Подобные фразы, выхваченные из книги посреди безотрадной пустыни, могли определить весь мой последующий день. Я вновь вижу, как захлопываю книгу, вскакиваю, словно вспугнутый заяц, восклицаю:
«В каком аду мы находимся?» И несусь вперед, ничего перед собой не видя. Я мог упереться в болото, в начало бесконечной окраинной улицы, застроенной неотличимыми друг от друга домами, или в фасад психиатрической лечебницы. Не важно – дальше, дальше, опустив голову, лихорадочно бормоча, исторгая вопли восторга, захваченный какою-то мыслью, к открытиям, озарениям. И причиною всему – поразившая меня фраза. Особенно ее конец: «
…А вы хотите есть!» Века прошли, прежде чем я узнал, кому принадлежит это изумительное восклицание. В то время я знал лишь одно, и лишь одно имело для меня значение: что я вернулся в Россию, нашел родственные души и был целиком захвачен такой эзотерической проблемой, как спорное существование Бога.
Я сказал: спустя века? Ну да, только вчера, так сказать, я узнал, кто автор тех слов. И одновременно я узнал, что другой человек, его современник, написал о своем народе, великом русском народе: «Мы принадлежим к числу тех наций, которые как бы не входят в состав человечества, а существуют лишь для того, чтобы дать миру какой-нибудь важный урок»[130].
Но я не собираюсь говорить о вчерашнем или позавчерашнем. Я собираюсь говорить о времени, которое не имеет ни начала, ни конца, о времени, которое вместе с другими видами времени заполнило пустое пространство моей жизни…
Путь кораблей, и людей в целом, зигзагообразен. Пьяный движется по кривой, как планеты. Но человек, не имеющий предназначения, движется в своем собственном временно́м и пространственном континууме, где всегда присутствует Бог. «Во веки вечные» – непостижимое выражение: человек всегда пребывает там. С великим космократом, так сказать, властителем космоса. Понятно? Очень хорошо. Сегодня, допустим, понедельник. «А вы хотите есть!» Звезды мгновенно начинают свой разговор; северный олень бьет копытом; голубые сосульки сверкают в полдневном солнце.
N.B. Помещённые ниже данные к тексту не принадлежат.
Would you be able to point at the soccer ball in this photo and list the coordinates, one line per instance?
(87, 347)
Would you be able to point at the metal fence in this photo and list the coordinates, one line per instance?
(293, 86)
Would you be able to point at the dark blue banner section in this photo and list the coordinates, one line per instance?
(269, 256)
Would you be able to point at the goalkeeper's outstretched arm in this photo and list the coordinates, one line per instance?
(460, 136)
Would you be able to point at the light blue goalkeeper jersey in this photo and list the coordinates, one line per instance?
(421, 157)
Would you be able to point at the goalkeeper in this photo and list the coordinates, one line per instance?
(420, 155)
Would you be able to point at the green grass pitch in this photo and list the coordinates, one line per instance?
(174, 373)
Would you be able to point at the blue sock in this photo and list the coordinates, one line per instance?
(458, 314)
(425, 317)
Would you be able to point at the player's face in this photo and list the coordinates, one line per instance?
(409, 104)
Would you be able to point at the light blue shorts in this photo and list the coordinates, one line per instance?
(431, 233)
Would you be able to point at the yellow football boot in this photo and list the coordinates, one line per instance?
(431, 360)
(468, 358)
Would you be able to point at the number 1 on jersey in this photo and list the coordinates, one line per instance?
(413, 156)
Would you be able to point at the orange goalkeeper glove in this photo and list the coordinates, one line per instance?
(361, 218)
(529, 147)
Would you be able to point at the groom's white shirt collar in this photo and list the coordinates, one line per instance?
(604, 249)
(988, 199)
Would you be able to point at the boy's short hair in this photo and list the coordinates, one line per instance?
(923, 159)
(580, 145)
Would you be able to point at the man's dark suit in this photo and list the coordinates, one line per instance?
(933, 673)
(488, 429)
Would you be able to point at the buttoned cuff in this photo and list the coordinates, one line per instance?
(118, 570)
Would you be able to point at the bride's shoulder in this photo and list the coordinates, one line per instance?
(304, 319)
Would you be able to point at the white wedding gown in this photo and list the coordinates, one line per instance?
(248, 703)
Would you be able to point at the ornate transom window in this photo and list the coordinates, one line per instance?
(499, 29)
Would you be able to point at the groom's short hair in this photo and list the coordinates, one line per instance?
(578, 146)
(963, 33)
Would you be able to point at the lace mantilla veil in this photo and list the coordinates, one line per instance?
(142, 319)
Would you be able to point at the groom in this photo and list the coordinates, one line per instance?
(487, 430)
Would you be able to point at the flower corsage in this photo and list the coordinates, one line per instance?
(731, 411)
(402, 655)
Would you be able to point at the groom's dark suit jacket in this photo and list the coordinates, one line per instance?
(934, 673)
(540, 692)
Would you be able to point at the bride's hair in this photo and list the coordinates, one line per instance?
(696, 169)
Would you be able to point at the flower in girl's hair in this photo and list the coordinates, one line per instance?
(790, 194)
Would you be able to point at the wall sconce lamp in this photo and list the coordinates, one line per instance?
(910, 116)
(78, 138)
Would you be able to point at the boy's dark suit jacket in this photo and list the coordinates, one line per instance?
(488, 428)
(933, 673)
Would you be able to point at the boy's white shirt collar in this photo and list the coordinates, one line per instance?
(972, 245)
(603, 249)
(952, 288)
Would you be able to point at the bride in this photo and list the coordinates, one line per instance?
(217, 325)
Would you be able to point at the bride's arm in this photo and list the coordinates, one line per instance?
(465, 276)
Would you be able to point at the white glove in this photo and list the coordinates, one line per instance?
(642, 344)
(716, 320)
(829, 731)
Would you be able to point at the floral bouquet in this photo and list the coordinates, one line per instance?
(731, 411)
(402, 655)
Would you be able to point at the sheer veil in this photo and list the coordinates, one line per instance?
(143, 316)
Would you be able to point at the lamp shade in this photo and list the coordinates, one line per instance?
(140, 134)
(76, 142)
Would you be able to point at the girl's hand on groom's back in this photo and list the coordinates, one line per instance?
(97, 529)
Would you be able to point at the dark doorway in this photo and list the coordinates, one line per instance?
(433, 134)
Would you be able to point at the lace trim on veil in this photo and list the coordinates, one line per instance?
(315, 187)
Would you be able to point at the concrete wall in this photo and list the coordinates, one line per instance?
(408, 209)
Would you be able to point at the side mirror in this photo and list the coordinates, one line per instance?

Пронесшись по Невскому проспекту, я устремляюсь во внутренний круг, под мышкой у меня портфель. В другой руке – кулечек леденцов, гостинец Анни Мейнкен. Нешуточный вопрос только что прозвучал:
«Мы не решили еще вопрос о существовании Бога…»
В этот-то момент я всегда и вхожу. Теперь я нахожусь в своем времени. Времени Бога, иначе говоря, которое всегда «извечно». Чтобы услышать меня, думайте, что я член Священного синода – Священного Филармонического синода. Мне не нужно настраиваться: меня настроили на заре времен. Полная ясность – вот отличительная черта моего выступления. Я принадлежу к тому ордену, чья задача не дать миру урок, а объяснить, что учеба в школе закончилась.